Thinking beyond SuperMUC-NG: Porting MGLET to GPUs


Dr. Yoshiyuki Sakai
Simon von Wenczowski
Prof. Michael Manhart
Professorship of Hydromechanics
Technische Universität München

Project Overview

Adapting to the fast-moving development in modern HPC hardware is an important topic for the well-established codes to maintain their performance and efficiency. In this proposed project, we port our in-house CFD code MGLET(Multi Grid Large Eddy Turbulence) to GPU-accelerated heterogeneous systems.

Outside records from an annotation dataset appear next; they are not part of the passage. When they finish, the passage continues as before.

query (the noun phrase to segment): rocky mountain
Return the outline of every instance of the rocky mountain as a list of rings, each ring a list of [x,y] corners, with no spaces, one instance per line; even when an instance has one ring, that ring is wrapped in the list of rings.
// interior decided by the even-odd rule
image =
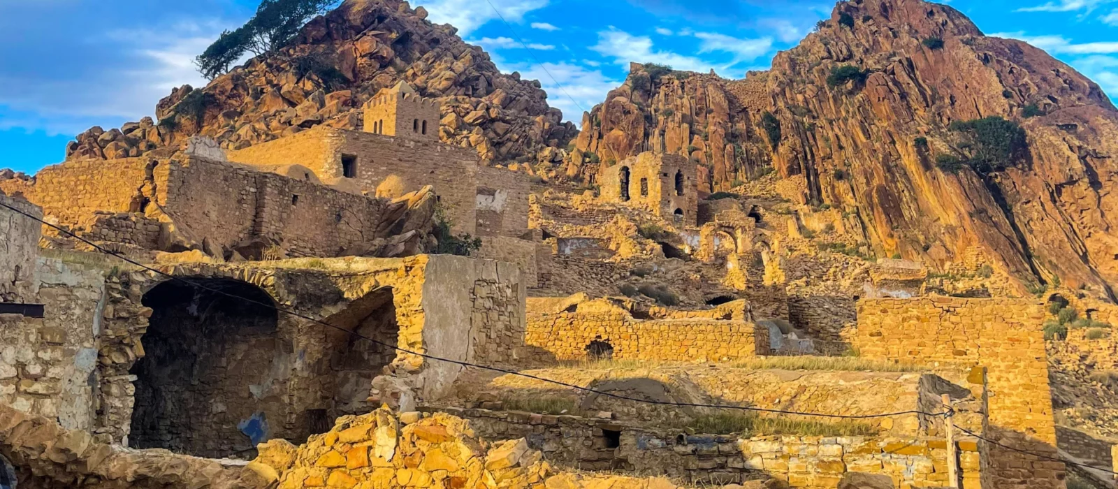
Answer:
[[[139,156],[192,135],[243,148],[318,124],[360,128],[361,105],[404,80],[443,106],[444,142],[489,161],[527,161],[577,134],[549,107],[539,82],[501,74],[457,29],[426,20],[399,0],[347,0],[309,22],[276,55],[257,57],[202,88],[189,85],[145,118],[116,130],[93,127],[66,148],[67,160]]]
[[[840,2],[743,80],[634,65],[582,124],[569,175],[647,150],[690,155],[707,190],[771,167],[879,256],[946,265],[980,249],[1023,289],[1112,298],[1118,284],[1118,112],[1074,69],[947,6]]]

Over the two KONWIHR projects in 2015 & 2017, MGLET improved its parallel-scaling perform-ance by a factor of ≈4 and the I/O performance by a factor of≈25. At the time of writing (July 2020), the code exhibits a satisfactory strong scaling up to a problem size of ≈17 billion discrete cells distributed over approximately 32000 parallel processes, whilst a sufficient weak scaling was demonstrated up to 135000 parallel processes. Consequently, we performed a SIMD optimisation to our two pressure solvers within the third KONWIHR project in 2019. This was motivated by the recent trend that the modern HPC processors are equipped with ever more powerful yet more energy-efficient internal vectorisation hardware to maintain the performance growth while coping with the stagnated nominal frequency, as well as the ever growing energy consumption for the HPC systems. One important example of such systems for us is SuperMUC-NG at LRZ, that is based on Intel Skylake processors being equipped with 512-bit ultrawide vector registers.  By exploiting the Skylake’s extensive SIMD capability, our optimised code shows up to 20% overall performance improvement even in the range of O(10⁴) MPI processes. This SIMD optimisation effort alone will contribute to a reduction up to ≈8 million CPU-h within our latest SuperMUC project. Furthermore, the corresponding positive environmental impact via the improved energy efficiency should not be overlooked.

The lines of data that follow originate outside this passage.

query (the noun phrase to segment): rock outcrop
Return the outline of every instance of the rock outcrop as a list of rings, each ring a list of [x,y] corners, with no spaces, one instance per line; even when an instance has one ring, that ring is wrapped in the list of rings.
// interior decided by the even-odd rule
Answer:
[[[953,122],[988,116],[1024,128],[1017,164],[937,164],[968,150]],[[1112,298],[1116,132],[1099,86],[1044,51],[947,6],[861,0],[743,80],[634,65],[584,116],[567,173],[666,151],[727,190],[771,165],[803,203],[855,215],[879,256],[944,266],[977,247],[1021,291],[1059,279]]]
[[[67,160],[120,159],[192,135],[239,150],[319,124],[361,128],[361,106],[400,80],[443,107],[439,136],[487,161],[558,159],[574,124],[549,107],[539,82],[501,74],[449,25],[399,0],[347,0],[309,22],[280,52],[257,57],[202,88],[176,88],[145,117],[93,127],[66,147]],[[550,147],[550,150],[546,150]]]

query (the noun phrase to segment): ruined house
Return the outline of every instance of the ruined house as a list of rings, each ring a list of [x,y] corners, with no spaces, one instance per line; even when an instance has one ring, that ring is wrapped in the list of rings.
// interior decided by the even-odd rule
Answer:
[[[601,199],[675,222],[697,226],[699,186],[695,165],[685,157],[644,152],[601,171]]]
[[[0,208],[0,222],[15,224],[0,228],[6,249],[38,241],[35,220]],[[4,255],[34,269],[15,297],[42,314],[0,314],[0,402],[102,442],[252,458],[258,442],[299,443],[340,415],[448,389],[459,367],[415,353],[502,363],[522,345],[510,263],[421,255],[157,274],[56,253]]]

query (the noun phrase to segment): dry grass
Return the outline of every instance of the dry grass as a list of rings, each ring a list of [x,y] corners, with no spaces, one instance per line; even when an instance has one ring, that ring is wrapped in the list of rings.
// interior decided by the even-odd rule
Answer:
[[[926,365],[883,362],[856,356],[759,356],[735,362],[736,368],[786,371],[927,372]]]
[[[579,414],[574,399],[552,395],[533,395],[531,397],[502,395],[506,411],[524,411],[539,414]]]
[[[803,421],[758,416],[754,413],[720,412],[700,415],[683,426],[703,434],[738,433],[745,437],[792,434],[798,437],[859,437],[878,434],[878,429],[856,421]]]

Though the integrated vector units inside the general-purpose CPUs have significantly improved the performance, or more importantly the performance-energy ratio over the last years, there is a hard limit to the improvement and it may have been reached already. Therefore during the past years, the HPC community has witnessed a persistent trend towards GPU-accelerated heterogeneous systems. As boldly claimed by several experts, the famous Moore’s law may have lost its validity, at least for the conventional CPUs. In contrast, the GPU accelerators are equipped with a great degree of thread-level parallelism combined with the fast-access memory. It is, therefore, of our essential interest, and consequently the objective of this project, to upgrade our SIMD-optimised code to be able to run on the heterogeneous systems. We believe this upgrade is a logical step forward for MGLET, since the modifications applied during the SIMD-optimisation project are expected to benefit the performance on GPUs as well.